Articles on preaching blogs like this one commonly focus on how to develop meaningful content that your parishioners or audience will benefit from learning. Once you have developed theologically sound content, though, you face a different set of choices about how to deliver that content—and one of those choices that often gets overlooked is that of the level of technical language employed to communicate your content. Do big words and accurate theological nomenclature help you communicate your content to a broader audience? Or do they get in the way of your audience understanding the nuggets of truth you want to teach?
Well—the answer depends. Preaching, after all, is a form of teaching, and teaching as a practice always has to maintain a careful balance between the demands of the content and the needs of the learner. A more helpful question may not be “Should I fill my sermon with technical language,” but “In what contexts are big words and accurate theological nomenclature helpful—and when are they a barrier to communicating the very truths I have worked to develop through my content?”
I remember, for instance, the first time one of my professors used the word orthogonal in a graduate level math course. “What does that mean?” I wondered. His knowledge of math clearly exceeded mine. He proved himself an authority on the subject—but I was left confused, aware that his authority derived from his superior knowledge of math, yet still unaware of the practical value of the lesson at hand.
Later, I figured out that orthogonal was simply the precise, graduate level term for the angle formed by perpendicular lines—a math concept I’d first encountered in tenth-grade Geometry. “Why didn’t he just say perpendicular,” I wondered?
It took some time to realize that he wasn’t using a big word simply to throw me off: He was actually using the correct technical word for a precise concept closely related to perpendicular lines. But he missed an important step in communicating his content: He didn’t define his terms. I was lost for the rest of the class until I was able to look it up myself.
When communicating spiritual truth, there is a definite benefit to using precise, theologically correct language. In fact, it can be good to expose an audience to terms like soteriology, eschatology, or protoevangelion, even if they seem foreign to them at first. Problems arise, however, when we use such terms without care for how a listener receives them.
As a teacher myself, I recommend figuring out your audience’s starting point of theological knowledge, then building up your concept and use of precise theological terms from their baseline. When teachers use language that is accessible to their audience, they can build listeners’ knowledge up from a strong foundation that forms an even stronger sense of understanding.
In my math example, this might have meant gauging whether my students first know what perpendicular lines are. If not, then teacher would need to define and illustrate that word before he went on to use it to define orthogonal. Teachers, in other words, have a responsibility to walk learners through their process of thought with language they can access.
Even once you’ve defined your terms with accessible language, though, your job’s not done yet. The next key to understanding in any given audience is to take these newly learned words and use them in context: “The tree is perpendicular to the ground, and the angle formed by the two is orthogonal.”

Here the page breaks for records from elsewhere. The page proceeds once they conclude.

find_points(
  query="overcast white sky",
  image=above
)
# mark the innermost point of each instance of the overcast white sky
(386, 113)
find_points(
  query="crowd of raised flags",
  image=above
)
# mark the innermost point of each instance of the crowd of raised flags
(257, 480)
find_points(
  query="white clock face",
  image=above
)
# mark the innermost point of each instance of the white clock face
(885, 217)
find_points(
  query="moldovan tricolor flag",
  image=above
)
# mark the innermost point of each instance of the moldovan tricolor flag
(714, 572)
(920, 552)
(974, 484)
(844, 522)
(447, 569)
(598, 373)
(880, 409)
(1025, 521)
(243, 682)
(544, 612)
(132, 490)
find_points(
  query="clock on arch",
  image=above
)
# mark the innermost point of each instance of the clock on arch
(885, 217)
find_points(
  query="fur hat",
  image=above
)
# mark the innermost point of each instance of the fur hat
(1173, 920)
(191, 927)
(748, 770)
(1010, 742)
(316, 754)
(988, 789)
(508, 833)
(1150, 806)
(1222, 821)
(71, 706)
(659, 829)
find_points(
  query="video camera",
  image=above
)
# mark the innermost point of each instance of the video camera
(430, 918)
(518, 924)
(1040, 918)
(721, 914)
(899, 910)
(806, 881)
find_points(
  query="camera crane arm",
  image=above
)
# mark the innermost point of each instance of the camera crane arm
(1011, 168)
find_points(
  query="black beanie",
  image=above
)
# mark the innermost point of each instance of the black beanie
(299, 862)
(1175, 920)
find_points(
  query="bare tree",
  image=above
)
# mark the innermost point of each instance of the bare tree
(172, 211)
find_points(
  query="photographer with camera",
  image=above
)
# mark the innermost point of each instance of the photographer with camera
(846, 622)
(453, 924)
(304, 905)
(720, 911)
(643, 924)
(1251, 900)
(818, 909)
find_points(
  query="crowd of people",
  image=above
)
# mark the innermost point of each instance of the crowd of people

With a theological concept, similar application of the term after defining a concept moves the listener from a “head knowledge” of a new word to a practical theology, an understanding of a doctrine that matters when they walk out the door. Application aids retention, which means that presenting a theological term without practical application can become self-defeating.
Yes, then, big words may sometimes be useful—but they’re most powerful when used sparingly and wisely. The benefit of precise theological nomenclature is one of both authority and orthodoxy: By using the language of those trained in the Church in correct doctrine, you give your listeners a reason to trust the substance of your teaching. If you are an ordained minister, you reflect why you were entrusted with the authority to speak into your parishioners’ lives. You also reflect the long history of doctrine in the Church: We are not individuals forming our own cult and teaching our own doctrine. Rather, we communicate truths of old—ones we did not invent ourselves.
Precise theological nomenclature can subtly (and sometimes explicitly) reflect this truth to your audience—but if preachers drop their duty to shepherd their congregations for the sake of impressing others, such language may end up being fruitless. Technical theological language can be helpful; however, teachers of all sorts should use them with care and attention for how their audiences receive them—and, more importantly, how they will use them after they leave the building.